Traditionally this blame tracking has been done using proxies and other dynamic mechanisms, particularly around closures. For example, Jesse Tov’s Alms language allocated stateful proxies to allow for owned types to flow into a language that didn’t understand ownership (this is sort of roughly analogous to dynamically wrapping a value in a RefCell). Unfortunately, introducing proxies doesn’t seem like it would really work so well for a “no runtime” language like Rust. We could probably get away with it in miri, but it would never scale to running arbitrary C code.

Interestingly, at this year’s POPL, I saw a paper that seemed to present a solution to this problem. In Big types in little runtime, Michael Vitousek, Cameron Swords (ex-Rust intern!), and Jeremy Siek describe a system for doing gradual typing in Python that works even without modifying the Python runtime – this rules out proxies, because the runtime would have to know about them. Instead, the statically typed code keeps a log “on the side” which tracks transitions to and from the unsafe code and other important events. When a fault occurs, they can read this log and reconstruct which bit of code is at fault. This seems eminently applicable to this setting: we have control over the safe Rust code (which we are compiling in a special mode), but we don’t have to modify the unsafe code (which might be in Rust, but might also be in C). Exciting!

Conclusion

This post has two purposes, in a way. First, I want to advocate for the idea that we should define the unsafe code guidelines in an executable way. Specifically, I think we should specify predicates that must hold at various points in the execution. In this post we saw a simple example: when you dereference a pointer, it must point to memory that has been allocated and not yet freed. (Note that this particular rule only applies to the moment at which the pointer is dereferenced; at other times, the pointer can have any value you want, though it may wind up being restricted by other rules.) It’s much more interesting to think about assertions that could be used to enforce Rust’s aliasing rules, but that’s a good topic for another post.
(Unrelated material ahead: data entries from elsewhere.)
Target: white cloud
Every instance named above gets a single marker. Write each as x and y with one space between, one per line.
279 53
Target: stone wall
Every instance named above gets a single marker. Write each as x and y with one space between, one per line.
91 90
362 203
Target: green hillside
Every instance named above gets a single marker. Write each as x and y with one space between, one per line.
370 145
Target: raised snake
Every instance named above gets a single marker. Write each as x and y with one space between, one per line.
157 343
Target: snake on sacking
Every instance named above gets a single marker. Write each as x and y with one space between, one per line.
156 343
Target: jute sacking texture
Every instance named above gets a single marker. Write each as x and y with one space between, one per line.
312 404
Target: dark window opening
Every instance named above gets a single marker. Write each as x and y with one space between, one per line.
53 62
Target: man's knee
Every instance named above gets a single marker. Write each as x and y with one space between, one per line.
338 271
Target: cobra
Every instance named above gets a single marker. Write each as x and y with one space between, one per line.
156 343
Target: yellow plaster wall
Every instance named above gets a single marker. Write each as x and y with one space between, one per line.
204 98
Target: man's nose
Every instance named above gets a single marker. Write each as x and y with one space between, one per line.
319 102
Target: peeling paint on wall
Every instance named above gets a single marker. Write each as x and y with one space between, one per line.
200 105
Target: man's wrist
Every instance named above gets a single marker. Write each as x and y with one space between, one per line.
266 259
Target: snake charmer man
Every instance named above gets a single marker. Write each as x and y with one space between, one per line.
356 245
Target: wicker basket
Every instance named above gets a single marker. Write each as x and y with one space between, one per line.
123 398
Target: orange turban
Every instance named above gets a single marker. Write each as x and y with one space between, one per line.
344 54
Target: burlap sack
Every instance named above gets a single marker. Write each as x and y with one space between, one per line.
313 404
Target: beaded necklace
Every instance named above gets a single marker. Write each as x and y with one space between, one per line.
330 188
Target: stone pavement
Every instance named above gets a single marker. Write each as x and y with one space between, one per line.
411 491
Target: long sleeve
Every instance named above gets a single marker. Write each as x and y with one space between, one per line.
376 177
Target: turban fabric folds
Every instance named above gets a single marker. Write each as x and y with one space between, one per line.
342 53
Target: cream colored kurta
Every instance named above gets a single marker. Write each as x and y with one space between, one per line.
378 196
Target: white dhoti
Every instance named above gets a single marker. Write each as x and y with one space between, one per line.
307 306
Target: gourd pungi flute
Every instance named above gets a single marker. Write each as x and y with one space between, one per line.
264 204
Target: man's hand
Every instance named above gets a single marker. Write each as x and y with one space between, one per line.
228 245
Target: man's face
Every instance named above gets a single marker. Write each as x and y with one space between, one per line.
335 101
Probably the best way for us to do this is to start out with a minimal “operational semantics” for a representative subset of MIR (bascally a mathematical description of what MIR does) and then specify rules by adding side-clauses and conditions into that semantics. I have been talking to some people who might be interested in doing that, so I hope to see progress here.

That said, it may be that we can instead do this exploratory work by editing miri. The codebase seems pretty clean and capable, and a lot of the base work is done.

In the long term, I expect we will want to instead target a platform like valgrind, which would allow us to apply these rules even around to unsafe C code. I’m not sure if that’s really feasible, but it seems like the ideal.

The second purpose of the post is to note the connection with gradual typing and the opportunity to apply blame research to the problem. I am very excited about this, because I’ve always felt that guidelines based simply on undefined behavior were going to be difficult for people to use, since errors are are often detected in code that is quite disconnected from the origin of the problem.